Inner surface 44 of bone plate 12 is substantially smooth and lacks slots, cutouts, or other regions (aside from any separate screw holes therethrough, such as hole 70) that could accept a head of an underlying fastener. Bone plate 12 is configured to transition between an implanted configuration and a non-implanted configuration. In an implanted configuration, the substantially smooth inner surface 44 of bone plate 12 is configured to sit flush or substantially flush with the underlying bone. Because inner surface 44 is substantially smooth, unlinked fasteners 18, such as bone screws, that are anchored into the underlying cortical bone may sit flush with the outer cortical bone surface or be sunk beneath the cortical surface to avoid interfering with the seating of the bone plate on the bone. In such a manner, the inner surface 44 of bone plate 12 may cover an aperture or a portion of an aperture in bone defined by the screw heads driven therein.
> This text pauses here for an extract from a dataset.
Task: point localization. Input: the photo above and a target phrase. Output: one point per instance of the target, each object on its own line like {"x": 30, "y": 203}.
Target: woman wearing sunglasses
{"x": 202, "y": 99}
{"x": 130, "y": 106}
Bone plate 12 defines at least one hole 70 extending transverse to the longitudinal axis of the plate. Hole 70 is configured to receive a fastener therethrough. The fastener may be a bone screw, nail, beam, or other fastener type known in the art. Hole 70 may further have contouring along its internal surface to engage with the head of the fastener being driven therethrough. Such contouring may allow for fastener insertion at variable angles while maintaining a strong connection with the head of the fastener. The curvature of bone plate 12 and the contouring of hole 70 allows each fastener to be driven into the underlying bone at optimized angles to reach and stabilize the fragmented bone. Locking features such as washers or plates may be utilized on the outer surface 46 of bone plate 12 to prevent fasteners from backing out of the bone and bone plate.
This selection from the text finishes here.